Introduction to the Lotus Sutra

Two Kinds of Nirvana

The “two kinds of nirvana” refer to the enlightenment achieved by Sravakas and Pratyekabuddhas under the guidance of the Lesser Vehicle. Because students of the Lesser Vehicle looked upon the world negatively (as something from which to escape), they eventually refused to continue the dangerous and tiresome journey through life. The enlightenment which they attained could be described as “reducing the body to ashes and the mind to annihilation in the great void.” But this, said the Buddha, is only an expedient along the journey. It is meant only to keep people from getting attached to physical or mental objects.

Introduction to the Lotus Sutra

Universal Salvation

The Great Vehicle teaches that all living beings will attain the enlightenment of the Buddha, become Buddhas themselves, and be freed from sufferings. Suppose, however, that someone were to attain enlightenment, but only for his own sake and not for the sake of others. This achievement would be in the narrow-minded and selfish spirit of the Lesser Vehicle. The Great Vehicle, on the other hand, teaches not individual, but universal salvation: all should equally attain the enlightenment of the Buddha. The words, “May we and all living beings together attain the enlightenment of the Buddha!” express this merciful yearning of the Great Vehicle for universal salvation—for the salvation of all beings without exception.

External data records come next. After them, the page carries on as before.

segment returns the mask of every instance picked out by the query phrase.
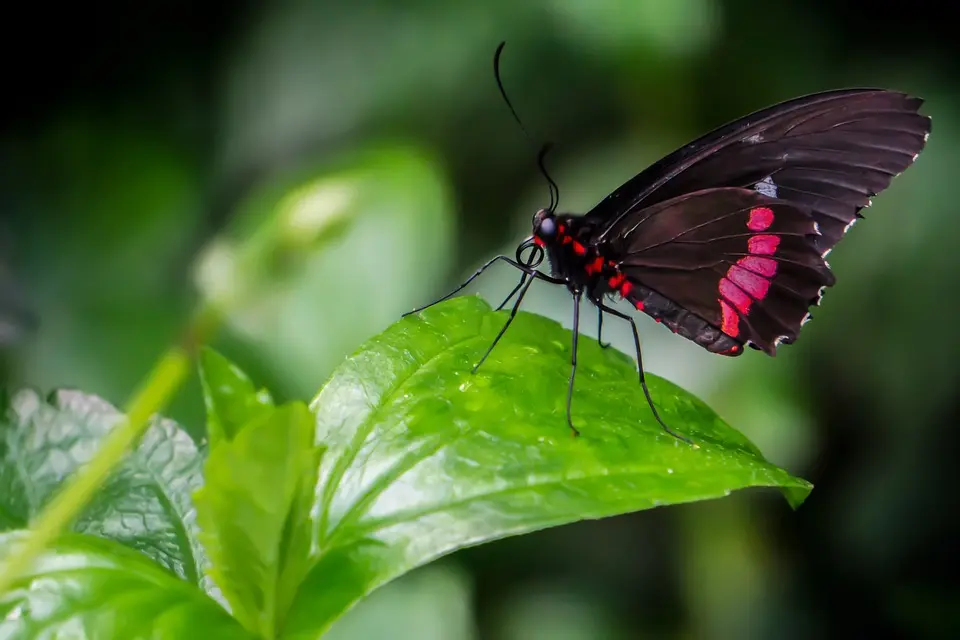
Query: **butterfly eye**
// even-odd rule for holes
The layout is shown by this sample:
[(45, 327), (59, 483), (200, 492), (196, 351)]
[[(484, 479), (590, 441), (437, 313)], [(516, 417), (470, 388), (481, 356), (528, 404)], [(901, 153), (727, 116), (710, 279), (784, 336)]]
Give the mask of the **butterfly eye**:
[(544, 218), (537, 227), (537, 234), (544, 238), (550, 238), (557, 232), (557, 223), (553, 218)]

Introduction to the Lotus Sutra

The Realm of Origin

The narrative of Great-Universally-Excelling-Wisdom Buddha can be considered an introduction to the “Realm of Origin” (Hommon), which is the key philosophy of the Lotus Sutra. In some ways, this story foreshadows the fundamental view of the Realm of Origin (Hommon), which will be revealed in later chapters, especially in Chapter Sixteen, “The Duration of the Life of the Buddha.” First, the facts that Great-Duration of the Life of the Buddha.” First, the facts that Great-Universally-Excelling-Wisdom Buddha expounded the Lotus Sutra a long time ago, and the sixteen princes kept it and continue to expound it even now, indicate that the Lotus Sutra is the eternal truth, transcending the concepts of time and space. Second, the fact that the Buddhas of the worlds of the ten directions obtained enlightenment through the Lotus Sutra suggests that all the teachings of and faith in the Buddhas are to be merged into the teachings of and faith in the Lotus Sutra. Finally, the central cosmic figure among these Buddhas is Sakyamuni, who resides in this World of Endurance (Saha-world).

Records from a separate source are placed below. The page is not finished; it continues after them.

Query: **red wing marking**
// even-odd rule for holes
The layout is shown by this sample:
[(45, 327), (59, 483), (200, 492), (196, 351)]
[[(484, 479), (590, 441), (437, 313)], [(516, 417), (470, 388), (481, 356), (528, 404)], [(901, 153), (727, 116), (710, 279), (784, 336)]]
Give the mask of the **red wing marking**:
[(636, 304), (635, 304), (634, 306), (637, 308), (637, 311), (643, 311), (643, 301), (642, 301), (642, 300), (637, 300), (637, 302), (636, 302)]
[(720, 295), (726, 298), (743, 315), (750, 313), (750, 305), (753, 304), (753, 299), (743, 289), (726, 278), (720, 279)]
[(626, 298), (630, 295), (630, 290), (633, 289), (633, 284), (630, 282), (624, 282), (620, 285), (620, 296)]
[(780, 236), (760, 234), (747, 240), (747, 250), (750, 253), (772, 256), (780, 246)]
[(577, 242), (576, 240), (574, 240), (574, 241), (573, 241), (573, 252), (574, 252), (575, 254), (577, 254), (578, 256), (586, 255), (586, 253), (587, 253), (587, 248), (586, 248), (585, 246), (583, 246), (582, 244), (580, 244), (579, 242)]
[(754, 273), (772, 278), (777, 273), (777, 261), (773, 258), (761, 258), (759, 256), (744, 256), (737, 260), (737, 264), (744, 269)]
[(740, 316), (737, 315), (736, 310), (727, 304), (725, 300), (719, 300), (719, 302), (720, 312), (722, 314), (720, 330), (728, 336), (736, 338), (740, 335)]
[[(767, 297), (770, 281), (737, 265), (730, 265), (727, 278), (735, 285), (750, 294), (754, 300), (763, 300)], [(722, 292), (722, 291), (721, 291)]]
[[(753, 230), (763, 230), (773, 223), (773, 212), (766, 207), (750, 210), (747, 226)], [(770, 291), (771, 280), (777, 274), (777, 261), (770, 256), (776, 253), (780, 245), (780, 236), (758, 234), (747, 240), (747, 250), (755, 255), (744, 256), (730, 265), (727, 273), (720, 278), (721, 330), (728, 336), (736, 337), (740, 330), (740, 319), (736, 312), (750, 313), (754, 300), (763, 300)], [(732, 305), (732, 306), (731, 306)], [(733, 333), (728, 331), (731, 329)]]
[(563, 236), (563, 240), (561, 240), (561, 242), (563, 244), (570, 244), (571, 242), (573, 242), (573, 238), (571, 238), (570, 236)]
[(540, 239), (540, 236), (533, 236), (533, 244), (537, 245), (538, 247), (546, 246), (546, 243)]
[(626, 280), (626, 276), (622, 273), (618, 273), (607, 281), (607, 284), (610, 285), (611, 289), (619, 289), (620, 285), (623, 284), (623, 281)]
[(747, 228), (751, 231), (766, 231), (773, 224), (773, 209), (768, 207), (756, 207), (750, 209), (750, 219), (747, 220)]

Introduction to the Lotus Sutra

The Vast Compassion of Sakyamuni

Traditionally, the small herbs are interpreted as humans and deities, the middle-sized herbs as “hearers” and “private Buddhas,” and the large herbs, stems, and branches as Bodhisattvas. The latter can be divided into three levels of accomplishment. The vast compassion of Sakyamuni is distributed equally to all living beings in order to lead them all to the enlightenment of the Buddha.

Introduction to the Lotus Sutra

Understanding By Faith

[W]hy is Chapter Four called “Understanding by Faith?” This refers to the mental attitude of accepting faith. Faith appears in an honest heart. Neither logic nor reason can awaken faith in us. Faith grows beyond reason when we encounter someone beyond our capacities, or when we unexpectedly touch something absolute in our lives or in the cosmos. In Chapter Three, the sutra maintains, “They will be able to follow this sutra only because they believe my words, not because of their own wisdom” (p. 80).